Für den neuen Standard müssen ZuschauerInnen neue TV-Geräte oder Receiver
kaufen. Außerdem sind private Sender ab Juli nur noch kostenpflichtig zu
empfangen – mit dem Programmpaket „Freenet TV“ für monatlich 5,75 Euro.
In Niedersachsen nutzen etwa 380.000 Haushalte DVB-T. In Schleswig
Holstein sind es 180.000, in Hamburg 170.000 und in Bremen 70.000. Die
hochgerechneten Zahlen gehen auf den Digitalisierungsbericht der
Landesmedienanstalten für das Jahr 2016 zurück. Wie viele ZuschauerInnen
auf DVB-T2 umrüsten oder auf andere Empfangswege wie Kabel oder Satellit
umsteigen, wird aus dem Bericht für 2017 hervorgehen.
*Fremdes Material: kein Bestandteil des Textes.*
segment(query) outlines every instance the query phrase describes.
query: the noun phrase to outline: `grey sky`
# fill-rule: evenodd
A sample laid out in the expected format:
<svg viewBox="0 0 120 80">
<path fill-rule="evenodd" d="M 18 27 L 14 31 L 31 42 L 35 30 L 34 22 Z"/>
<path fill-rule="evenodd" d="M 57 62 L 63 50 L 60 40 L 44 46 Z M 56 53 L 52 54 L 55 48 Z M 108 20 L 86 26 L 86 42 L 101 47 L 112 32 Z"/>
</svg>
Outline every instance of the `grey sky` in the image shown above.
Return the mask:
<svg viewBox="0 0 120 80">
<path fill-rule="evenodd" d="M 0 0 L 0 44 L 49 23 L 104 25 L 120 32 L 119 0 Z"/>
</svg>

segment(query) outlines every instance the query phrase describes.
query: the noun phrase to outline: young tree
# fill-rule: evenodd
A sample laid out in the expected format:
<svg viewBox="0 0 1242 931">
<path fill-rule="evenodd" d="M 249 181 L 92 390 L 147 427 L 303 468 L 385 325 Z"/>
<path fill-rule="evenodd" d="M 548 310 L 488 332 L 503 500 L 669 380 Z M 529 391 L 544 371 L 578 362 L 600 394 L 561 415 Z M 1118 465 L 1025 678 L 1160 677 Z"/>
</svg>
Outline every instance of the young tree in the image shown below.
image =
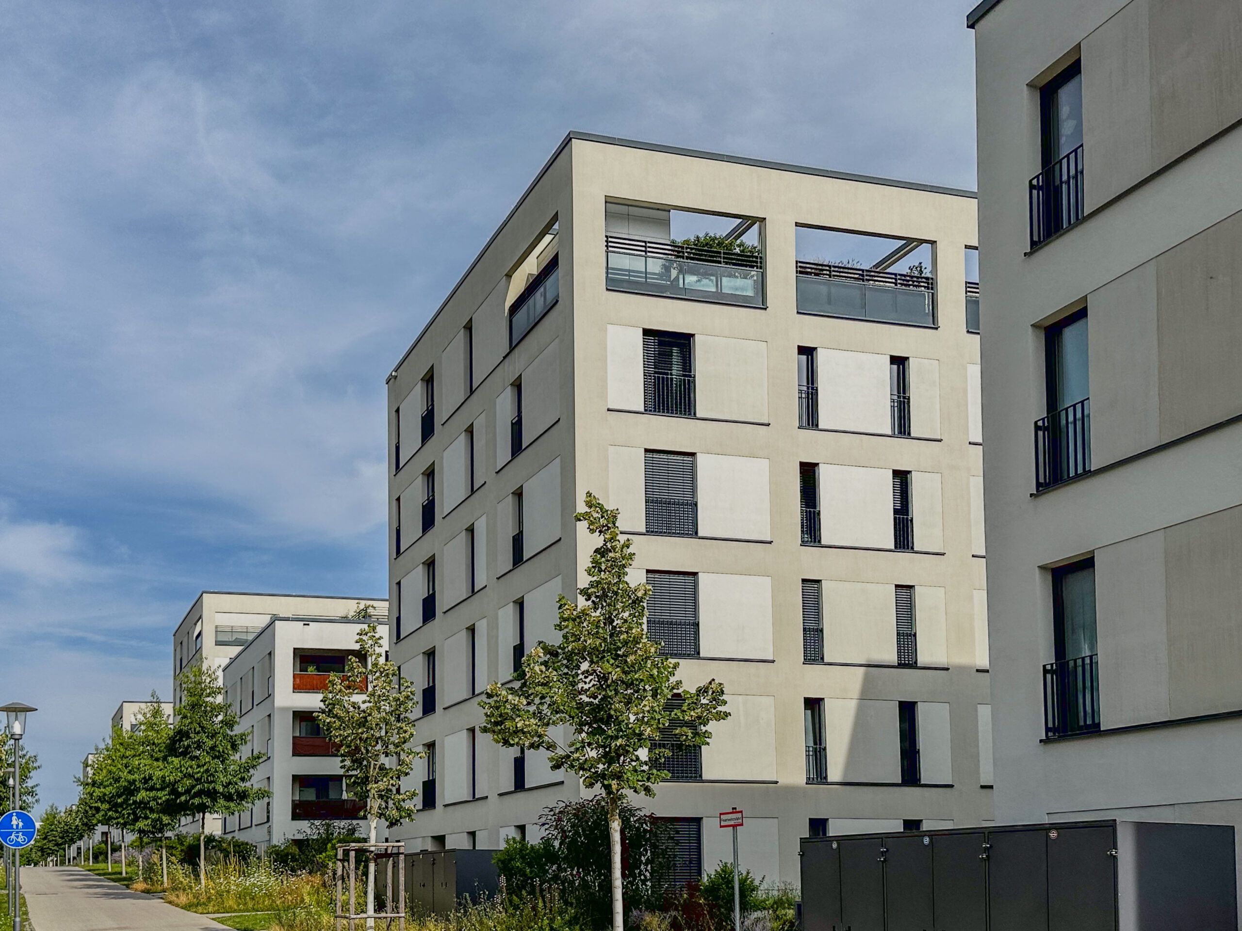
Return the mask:
<svg viewBox="0 0 1242 931">
<path fill-rule="evenodd" d="M 361 621 L 369 614 L 363 607 L 354 618 Z M 419 756 L 410 749 L 417 695 L 411 688 L 401 688 L 396 663 L 384 658 L 384 641 L 374 623 L 358 632 L 358 649 L 365 662 L 350 657 L 344 675 L 328 677 L 323 710 L 315 719 L 324 736 L 339 747 L 340 771 L 350 796 L 366 804 L 374 844 L 380 819 L 396 827 L 414 818 L 414 799 L 419 793 L 402 789 L 401 780 L 412 772 Z M 366 914 L 374 912 L 373 855 L 366 863 Z M 366 927 L 374 929 L 375 920 L 368 919 Z"/>
<path fill-rule="evenodd" d="M 169 814 L 199 817 L 199 885 L 207 885 L 209 814 L 236 814 L 271 794 L 250 783 L 262 753 L 238 757 L 246 734 L 215 669 L 195 663 L 178 677 L 181 704 L 169 732 Z"/>
<path fill-rule="evenodd" d="M 668 778 L 661 762 L 671 752 L 656 745 L 661 734 L 686 745 L 704 746 L 707 725 L 729 716 L 724 686 L 712 679 L 694 689 L 682 686 L 678 664 L 660 654 L 647 638 L 646 601 L 651 588 L 631 585 L 631 541 L 617 530 L 617 511 L 590 492 L 586 508 L 574 515 L 600 544 L 586 569 L 590 581 L 579 588 L 581 605 L 559 600 L 560 643 L 539 643 L 522 660 L 517 685 L 492 683 L 481 700 L 483 732 L 508 747 L 549 751 L 553 770 L 569 770 L 585 788 L 607 801 L 612 864 L 612 929 L 622 927 L 621 821 L 622 793 L 655 796 Z M 679 700 L 673 704 L 674 696 Z M 568 725 L 564 746 L 550 731 Z"/>
</svg>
Der Hamburger Bürgerschaftsabgeordnete Stephan Jersch von den Linken findet
es zwar gut, dass auf moderne Technik und neue Frequenzen umgesattelt wird,
dass die Leute sich neue Geräte anschaffen müssen, kritisiert er aber: „Es
gibt Leute, die keine 60 oder 70 Euro haben, um sich einen Receiver
anzuschaffen.“ Insbesondere für Transferleistungsempfänger stelle das ein
Problem dar.
Und auch andere VerbraucherInnen haben teilweise Nachteile durch die
Umstellung. Annabel Oelmann von der Verbraucherzentrale Bremen kritisiert
unglücklich gewählte technische Begriffe wie „DVB-T2 HD“, die für viele
Menschen unverständlich sind. Bei der Verbraucherzentrale Hamburg gab es
ebenfalls Anfragen zur Umstellung. „Mehrere beschwerten sich, dass sie nun
Investitionen haben, weil sie ihre Geräte nicht mehr nutzen können“, sagte
Anneke Voß, Fachbereichsleiterin für Medien.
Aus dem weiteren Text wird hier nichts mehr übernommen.